En fait c’était chez mes grands parents paternels chez lesquels j’adorais passer mes vacances (ils avaient la télévision et en plus je les adorais, j’alternais avec Mrs Morgan chez qui c’était super aussi, et qui avait également la télévision, oui je sais on dit TV maintenant, mais mes parents étaient contre (il eusse fallu que je le leur dise, et maintenant c’est trop tard)) J’ai comme un souvenir très vague de mon grand père se forçant un peu pour me dire que c’était excellent. Tout ce dont je me souviens avec une certitude absolue, est que j’ai attaqué par un dessert.

Des iles flottantes caramélisées.
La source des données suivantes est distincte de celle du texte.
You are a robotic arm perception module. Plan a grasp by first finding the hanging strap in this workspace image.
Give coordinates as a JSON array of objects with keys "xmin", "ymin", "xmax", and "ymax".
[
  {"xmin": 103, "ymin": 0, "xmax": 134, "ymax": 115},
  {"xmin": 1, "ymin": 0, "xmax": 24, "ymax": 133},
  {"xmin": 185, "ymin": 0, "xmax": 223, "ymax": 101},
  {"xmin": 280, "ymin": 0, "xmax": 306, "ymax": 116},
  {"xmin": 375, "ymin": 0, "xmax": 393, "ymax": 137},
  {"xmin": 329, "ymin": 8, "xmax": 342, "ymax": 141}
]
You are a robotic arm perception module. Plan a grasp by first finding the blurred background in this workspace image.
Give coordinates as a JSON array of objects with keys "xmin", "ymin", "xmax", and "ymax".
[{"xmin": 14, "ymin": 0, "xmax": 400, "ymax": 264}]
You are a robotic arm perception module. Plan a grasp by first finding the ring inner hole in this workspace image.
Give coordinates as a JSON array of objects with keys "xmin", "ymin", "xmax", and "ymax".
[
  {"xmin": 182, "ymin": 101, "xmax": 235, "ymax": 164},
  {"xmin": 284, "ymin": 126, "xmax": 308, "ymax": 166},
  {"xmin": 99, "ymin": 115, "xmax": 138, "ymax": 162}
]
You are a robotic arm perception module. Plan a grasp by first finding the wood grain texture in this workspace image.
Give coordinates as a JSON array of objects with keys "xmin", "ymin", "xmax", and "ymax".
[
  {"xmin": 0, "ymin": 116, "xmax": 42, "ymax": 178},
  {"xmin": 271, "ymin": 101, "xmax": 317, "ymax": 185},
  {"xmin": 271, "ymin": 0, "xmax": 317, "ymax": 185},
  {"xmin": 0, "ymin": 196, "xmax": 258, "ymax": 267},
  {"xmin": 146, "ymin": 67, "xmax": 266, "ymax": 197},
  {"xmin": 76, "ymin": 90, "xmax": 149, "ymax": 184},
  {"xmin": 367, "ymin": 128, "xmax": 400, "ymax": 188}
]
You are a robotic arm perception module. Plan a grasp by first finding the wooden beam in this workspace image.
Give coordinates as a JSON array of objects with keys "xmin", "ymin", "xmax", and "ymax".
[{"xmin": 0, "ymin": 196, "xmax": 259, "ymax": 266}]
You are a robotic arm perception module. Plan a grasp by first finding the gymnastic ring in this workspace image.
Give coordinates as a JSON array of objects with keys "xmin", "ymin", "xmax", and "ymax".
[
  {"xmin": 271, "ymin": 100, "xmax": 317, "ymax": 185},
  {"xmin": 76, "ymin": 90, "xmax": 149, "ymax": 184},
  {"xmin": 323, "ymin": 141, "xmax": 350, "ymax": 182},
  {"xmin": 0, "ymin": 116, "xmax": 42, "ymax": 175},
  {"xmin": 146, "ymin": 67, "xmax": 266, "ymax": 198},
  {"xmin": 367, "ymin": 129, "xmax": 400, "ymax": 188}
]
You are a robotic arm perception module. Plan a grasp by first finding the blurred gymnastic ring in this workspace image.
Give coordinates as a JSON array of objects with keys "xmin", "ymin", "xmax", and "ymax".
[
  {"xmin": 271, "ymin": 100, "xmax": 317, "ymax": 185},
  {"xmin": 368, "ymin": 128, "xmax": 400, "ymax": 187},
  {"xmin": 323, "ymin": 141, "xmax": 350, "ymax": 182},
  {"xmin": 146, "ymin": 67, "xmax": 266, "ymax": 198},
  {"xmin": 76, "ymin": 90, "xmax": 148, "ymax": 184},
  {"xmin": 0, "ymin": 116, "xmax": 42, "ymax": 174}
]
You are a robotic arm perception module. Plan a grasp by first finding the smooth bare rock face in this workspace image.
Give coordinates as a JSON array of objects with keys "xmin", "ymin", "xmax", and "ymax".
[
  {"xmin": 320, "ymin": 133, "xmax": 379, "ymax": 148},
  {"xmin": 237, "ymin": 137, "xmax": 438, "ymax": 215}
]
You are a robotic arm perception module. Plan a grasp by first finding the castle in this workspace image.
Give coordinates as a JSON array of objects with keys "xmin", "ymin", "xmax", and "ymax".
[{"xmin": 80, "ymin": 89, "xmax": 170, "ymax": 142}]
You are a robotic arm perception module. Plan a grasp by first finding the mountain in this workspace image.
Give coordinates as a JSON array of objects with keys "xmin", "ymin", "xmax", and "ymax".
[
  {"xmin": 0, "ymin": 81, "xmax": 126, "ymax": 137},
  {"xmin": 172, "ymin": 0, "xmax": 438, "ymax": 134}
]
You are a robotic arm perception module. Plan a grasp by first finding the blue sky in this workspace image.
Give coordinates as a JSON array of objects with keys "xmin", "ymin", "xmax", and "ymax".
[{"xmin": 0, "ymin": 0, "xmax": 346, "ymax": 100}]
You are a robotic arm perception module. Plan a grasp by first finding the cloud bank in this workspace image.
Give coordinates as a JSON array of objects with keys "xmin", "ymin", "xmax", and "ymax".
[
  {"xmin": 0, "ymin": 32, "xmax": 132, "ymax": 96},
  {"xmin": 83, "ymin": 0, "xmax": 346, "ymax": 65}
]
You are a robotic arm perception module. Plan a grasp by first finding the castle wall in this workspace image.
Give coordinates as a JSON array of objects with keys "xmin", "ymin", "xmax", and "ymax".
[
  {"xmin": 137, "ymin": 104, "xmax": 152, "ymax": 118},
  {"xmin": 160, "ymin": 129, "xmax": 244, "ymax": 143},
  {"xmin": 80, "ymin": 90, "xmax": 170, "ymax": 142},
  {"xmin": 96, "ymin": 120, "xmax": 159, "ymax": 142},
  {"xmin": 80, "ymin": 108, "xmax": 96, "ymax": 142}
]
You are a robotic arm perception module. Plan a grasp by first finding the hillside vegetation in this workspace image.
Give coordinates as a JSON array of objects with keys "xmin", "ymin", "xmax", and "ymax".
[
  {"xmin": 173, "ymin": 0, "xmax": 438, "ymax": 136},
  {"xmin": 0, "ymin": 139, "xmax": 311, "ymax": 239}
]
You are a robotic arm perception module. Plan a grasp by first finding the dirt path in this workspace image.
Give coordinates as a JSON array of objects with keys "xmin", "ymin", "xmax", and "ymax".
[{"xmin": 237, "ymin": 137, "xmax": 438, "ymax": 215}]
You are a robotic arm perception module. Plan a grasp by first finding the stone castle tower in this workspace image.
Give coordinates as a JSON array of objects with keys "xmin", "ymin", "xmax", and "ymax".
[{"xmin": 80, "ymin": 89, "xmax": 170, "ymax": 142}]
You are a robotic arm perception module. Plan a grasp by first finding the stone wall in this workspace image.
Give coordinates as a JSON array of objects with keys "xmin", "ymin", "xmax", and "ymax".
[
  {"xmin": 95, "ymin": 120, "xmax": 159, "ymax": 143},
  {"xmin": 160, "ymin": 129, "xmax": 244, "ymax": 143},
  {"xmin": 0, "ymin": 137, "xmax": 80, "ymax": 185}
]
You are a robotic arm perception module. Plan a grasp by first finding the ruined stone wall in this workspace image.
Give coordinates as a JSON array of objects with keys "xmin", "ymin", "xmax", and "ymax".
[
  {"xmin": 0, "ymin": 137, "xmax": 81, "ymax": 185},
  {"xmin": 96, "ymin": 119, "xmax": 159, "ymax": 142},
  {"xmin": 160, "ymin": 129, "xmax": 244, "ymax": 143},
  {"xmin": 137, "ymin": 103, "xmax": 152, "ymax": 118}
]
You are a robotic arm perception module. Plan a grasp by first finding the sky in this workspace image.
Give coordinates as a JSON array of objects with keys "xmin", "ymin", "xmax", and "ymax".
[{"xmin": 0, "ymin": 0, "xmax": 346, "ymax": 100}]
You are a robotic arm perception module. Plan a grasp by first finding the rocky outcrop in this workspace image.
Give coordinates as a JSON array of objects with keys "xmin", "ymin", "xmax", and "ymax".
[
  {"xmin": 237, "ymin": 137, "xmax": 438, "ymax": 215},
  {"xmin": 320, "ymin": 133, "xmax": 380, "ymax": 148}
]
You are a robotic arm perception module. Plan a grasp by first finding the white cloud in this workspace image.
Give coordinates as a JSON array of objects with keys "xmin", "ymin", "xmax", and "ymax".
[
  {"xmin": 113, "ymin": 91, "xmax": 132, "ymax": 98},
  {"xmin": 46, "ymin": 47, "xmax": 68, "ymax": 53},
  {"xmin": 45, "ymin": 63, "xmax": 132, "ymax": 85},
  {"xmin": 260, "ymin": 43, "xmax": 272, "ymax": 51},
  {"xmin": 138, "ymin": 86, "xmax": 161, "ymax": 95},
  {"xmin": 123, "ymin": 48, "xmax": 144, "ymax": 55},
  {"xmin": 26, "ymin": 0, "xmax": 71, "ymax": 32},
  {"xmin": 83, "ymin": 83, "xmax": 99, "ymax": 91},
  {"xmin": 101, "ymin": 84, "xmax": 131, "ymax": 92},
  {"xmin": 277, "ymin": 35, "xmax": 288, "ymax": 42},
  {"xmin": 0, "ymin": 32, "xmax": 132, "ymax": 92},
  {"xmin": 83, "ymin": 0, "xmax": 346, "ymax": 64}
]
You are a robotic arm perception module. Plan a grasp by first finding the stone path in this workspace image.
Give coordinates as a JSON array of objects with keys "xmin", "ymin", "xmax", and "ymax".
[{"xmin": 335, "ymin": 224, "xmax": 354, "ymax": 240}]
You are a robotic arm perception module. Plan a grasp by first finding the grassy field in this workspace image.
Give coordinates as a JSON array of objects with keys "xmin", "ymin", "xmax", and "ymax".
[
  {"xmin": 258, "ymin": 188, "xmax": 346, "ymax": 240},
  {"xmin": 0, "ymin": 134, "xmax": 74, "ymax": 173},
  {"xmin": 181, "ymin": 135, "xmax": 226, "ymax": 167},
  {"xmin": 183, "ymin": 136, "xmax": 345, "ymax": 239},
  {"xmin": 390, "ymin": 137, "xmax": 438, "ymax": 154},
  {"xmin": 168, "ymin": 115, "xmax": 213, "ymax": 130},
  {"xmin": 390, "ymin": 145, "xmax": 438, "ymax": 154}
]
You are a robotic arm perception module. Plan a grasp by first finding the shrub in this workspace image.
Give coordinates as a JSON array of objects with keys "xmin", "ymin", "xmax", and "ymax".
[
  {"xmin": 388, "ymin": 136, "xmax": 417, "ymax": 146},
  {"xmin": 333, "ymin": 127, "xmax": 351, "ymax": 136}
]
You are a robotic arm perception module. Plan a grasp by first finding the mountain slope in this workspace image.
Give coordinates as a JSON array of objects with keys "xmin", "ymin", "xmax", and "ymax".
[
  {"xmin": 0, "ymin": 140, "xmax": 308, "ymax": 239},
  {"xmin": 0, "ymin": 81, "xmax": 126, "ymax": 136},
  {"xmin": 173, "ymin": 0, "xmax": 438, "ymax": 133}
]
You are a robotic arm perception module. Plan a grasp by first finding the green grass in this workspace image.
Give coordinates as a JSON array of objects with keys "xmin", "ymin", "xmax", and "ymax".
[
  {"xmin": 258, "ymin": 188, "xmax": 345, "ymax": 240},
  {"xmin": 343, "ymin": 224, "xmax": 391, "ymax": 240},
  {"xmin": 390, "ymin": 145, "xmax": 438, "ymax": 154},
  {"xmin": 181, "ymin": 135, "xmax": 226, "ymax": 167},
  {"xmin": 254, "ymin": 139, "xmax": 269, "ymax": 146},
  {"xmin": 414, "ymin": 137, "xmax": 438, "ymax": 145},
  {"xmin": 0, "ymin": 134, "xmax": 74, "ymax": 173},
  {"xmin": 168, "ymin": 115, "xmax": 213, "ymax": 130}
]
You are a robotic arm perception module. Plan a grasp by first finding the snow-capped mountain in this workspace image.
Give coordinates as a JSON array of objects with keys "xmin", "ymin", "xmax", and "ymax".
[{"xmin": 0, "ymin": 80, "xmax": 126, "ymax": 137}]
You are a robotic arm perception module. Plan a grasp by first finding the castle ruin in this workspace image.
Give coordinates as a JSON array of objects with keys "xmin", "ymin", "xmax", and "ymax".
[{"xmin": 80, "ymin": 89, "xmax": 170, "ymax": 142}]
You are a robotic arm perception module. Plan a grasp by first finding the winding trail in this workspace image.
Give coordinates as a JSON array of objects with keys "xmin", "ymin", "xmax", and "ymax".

Le pauvre homme détestait le lait et donc la crème anglaise, et le caramel (impossible pour moi de comprendre que l’on puisse détester le caramel, donc la nougatine). (Admirons au passage l’abnégation de cette génération qui avait connu la guerre et les privations et lui le stalag pendant 5 ans, et qui pouvait ingurgiter n’importe quoi sans broncher ou presque, ma grand mère ayant interdiction de lui servir des rutabatrucs)

Cela n’a l’air de rien mais c’est très difficile à faire (les îles flottantes), surtout si comme moi on a la fâcheuse habitude (pas perdue depuis) de ne pas lire une recette jusqu’au bout avant de commencer (pour découvrir à 16 heures qu’il faut laisser au frigo pendant 24 heures… avec des invités attendus pour 19 H 30, direction le boulanger qui n’a plus qu’une bombe glacée naze à me proposer)

J’ai donc fait tourner 2 crèmes anglaises (en gardant les blancs d’oeufs), avant d’aboutir à la crème parfaite (2 heures à touiller et ma grand mère inquiète pour ses oeufs de réserve, m’intimant toutes les 30 secondes de ne pas hausser le feu sinon « c’est l’échec assuré »).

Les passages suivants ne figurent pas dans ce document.